Research – I had several different research experiences. I was an URGO researcher for one summer and worked at the Brain Sciences Center with Dr. David Crowe doing neurobiology work. This further strengthened my interest in science/biology, but it also showed me that working in a lab, while very rewarding and intellectually stimulating, was not how I wanted to spend the rest of my life. I missed human interaction, to put it simply. I was also a Mayo Innovations Scholar. This broadened my view of the medical field to include the business and economic side, and deepened my fascination with medicine and the science of medicine.

Volunteering – I volunteered as a Crisis Counselor at a crisis hotline center. This was an incredible experience for many reasons, the most important of which was that it showed me the power of being and reward of serving others and directly impacting lives. This strengthened my desire to become a physician as I envision a similar reward serving patients in the future.

What was the most challenging part of the application process, and how did you approach that challenge?

The application process is arduous and difficult.
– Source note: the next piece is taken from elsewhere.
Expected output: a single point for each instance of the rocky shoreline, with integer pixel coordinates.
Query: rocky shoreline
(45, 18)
For me, the biggest challenge was the personal statement. To address this, I sought the help of an advisor with personal statement experience (namely, Catherina).I think this is crucial. I probably went through 15-20 drafts of the statement (not sure what a “normal” number of drafts is), and we met almost every week or two for 2-3 months to go over things and review. Be comfortable taking constructive criticism.

Secondaries are also a tremendous amount of work, but the same process was applied: Write responses, review with Catherina, repeat.

Interview preparation can also be very daunting, but I worked with several different people (Catherina, Dale Pederson in Biology, a physician I know, my Mom, and a family friend) to prepare and did a number of practice interviews to get ready. Lots and lots of practice.

What advice do you have for other Auggies seeking medical school acceptance or a career in the health field?

Start your application early. Start your application as early as you possibly can. Start thinking about what and how you will write your personal statement. Document your experiences as you are experiencing them.

Gain as much direct medical experience as possible. Medical scribing is a tremendous opportunity for this. Inform yourself on what doctors do on a daily basis. Saying you want to become a physician is much more meaningful if you have direct experience to draw upon. Your personal statement and interviews will be so much stronger if you have lived experiences to draw from to explain your desire for medicine.

Start MCAT prep very early. Understand that the MCAT will be the hardest exam you’ll have taken to that point in your life, and it is unlike any test you’ve ever taken. A strong MCAT score is one of the most powerful tools in your arsenal. It’s certainly not everything, but it is very important. So, start prep early, and be prepared to spend several hundred hours getting ready.

Have something unique. You will be one of literally thousands of applicants with the same MCAT and GPA scores. Try to make your application unique somehow. Learn a second language. Study abroad in Africa. Spend a summer vacation on a service trip.

Grades and MCAT are very important, but so is compiling a compelling range of experiences. The more experiences you can have as an undergraduate, the better, but make sure they are meaningful and that you’ll be able to describe why and how they were meaningful. One of my regrets is that I didn’t volunteer more and didn’t have more experiences in general. It’s much easier to cut experiences out of an application if you have too many than to try to come up with experiences to list that don’t have much meaning.